Tips for parent conferenceTips for parent conference
Hello Parents the following are just a few guidelines that I am recommending for upcoming conferences
Conference Guidelines for Parents
- Be "straight" in your communication--neither aggressive and demanding nor apologetic, embarrassed, uncomfortable. Be what you, in fact, are--a responsible mature, concerned parent with some questions to present candidly.
- Be prepared to listen, but do ask for clarification when you don't understand. Don't settle for a lot of words. Be sure you really understand what the teacher is saying. Be prepared to ask questions to help clarify what actually happens in the classroom.
- Express a willingness to help and to share in solving the problem. ("What can I do? How would you want me to help?)
- When you talk with the teacher, express your own ideas, concerns, and observations, rather than what you suppose or believe to be the teacher's problems.

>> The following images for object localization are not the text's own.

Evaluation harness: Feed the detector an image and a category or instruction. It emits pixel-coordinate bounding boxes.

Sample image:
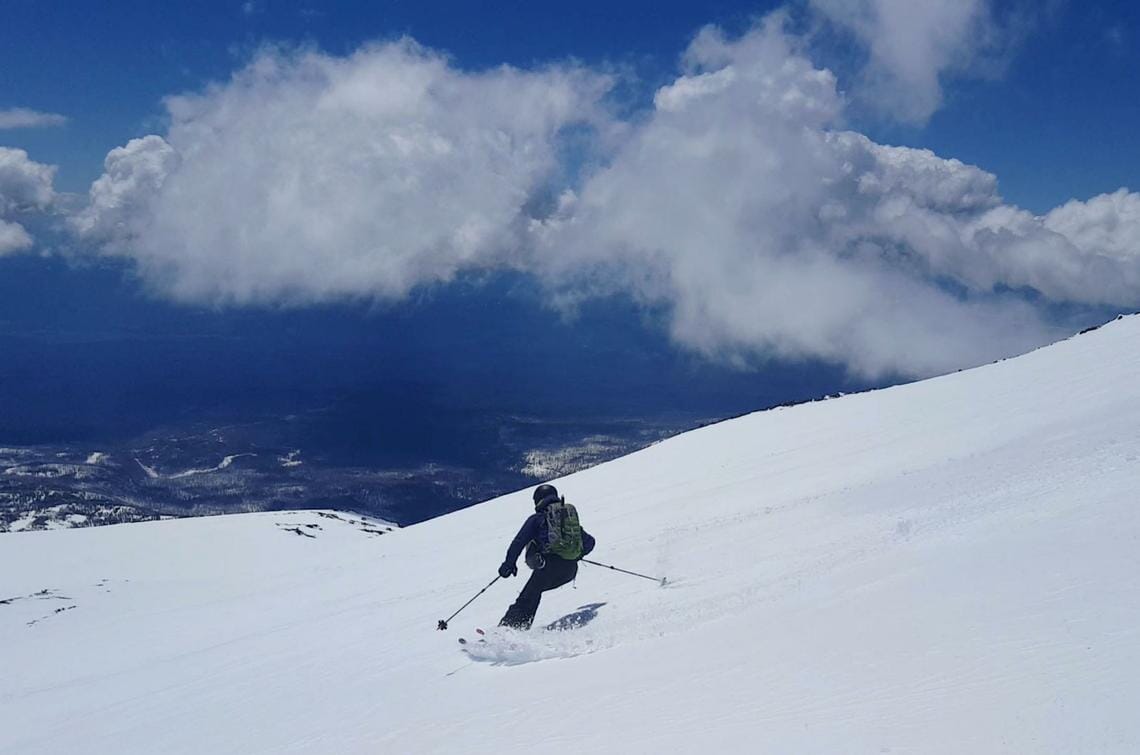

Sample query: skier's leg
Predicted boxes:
[499,569,545,630]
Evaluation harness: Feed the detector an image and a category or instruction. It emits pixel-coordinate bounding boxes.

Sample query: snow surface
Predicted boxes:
[0,317,1140,754]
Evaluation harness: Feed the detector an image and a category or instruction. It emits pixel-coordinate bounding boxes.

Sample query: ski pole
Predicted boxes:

In other words, you are taking responsibility initially. [This may be expressed with "I" rather than "you" statements, "I've been watching (talking to) my child and I have some questions..."]

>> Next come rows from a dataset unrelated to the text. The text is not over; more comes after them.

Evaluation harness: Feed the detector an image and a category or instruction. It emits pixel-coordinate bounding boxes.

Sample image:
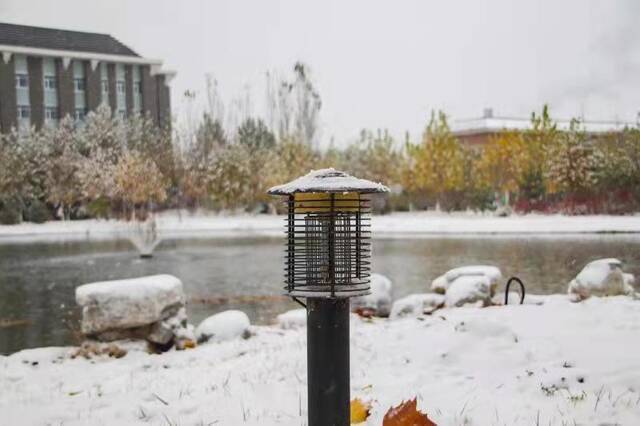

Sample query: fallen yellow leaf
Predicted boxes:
[351,398,371,425]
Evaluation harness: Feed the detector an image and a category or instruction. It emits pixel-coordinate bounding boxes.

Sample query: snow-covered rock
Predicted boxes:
[195,310,251,343]
[389,293,445,319]
[76,275,185,336]
[568,258,635,301]
[431,265,502,295]
[276,308,307,330]
[445,275,491,307]
[351,274,392,317]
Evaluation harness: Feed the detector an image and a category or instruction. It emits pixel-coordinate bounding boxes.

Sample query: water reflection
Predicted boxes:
[0,236,640,353]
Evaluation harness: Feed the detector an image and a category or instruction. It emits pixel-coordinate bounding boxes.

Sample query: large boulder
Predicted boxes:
[567,258,635,301]
[195,310,251,343]
[445,275,492,308]
[76,275,193,347]
[389,293,445,319]
[431,265,502,295]
[351,274,392,317]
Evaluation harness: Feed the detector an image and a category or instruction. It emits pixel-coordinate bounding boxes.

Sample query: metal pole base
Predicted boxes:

- Focus on "how the problem can be resolved," not on polarized attitudes ("us versus the school," or "Sally versus the teacher").
- Don't over-dwell on past angers, hurts, complaints with teachers--the key question is "where do we go from here?"
- Emphasize the child's work, feelings, concerns, or behavior. Deal with evidence of the child's actual reaction.
- Be alert for opportunities to be positive about the child, and the teacher--don't be totally negative.
- Don't criticize the teacher personally. Strive to help avoid defensiveness and hostility.
- Don't attack the teacher's intentions or feelings about your child.
- Be prepared to share with the teacher constructive information about your child's interests and activities outside school; this may help.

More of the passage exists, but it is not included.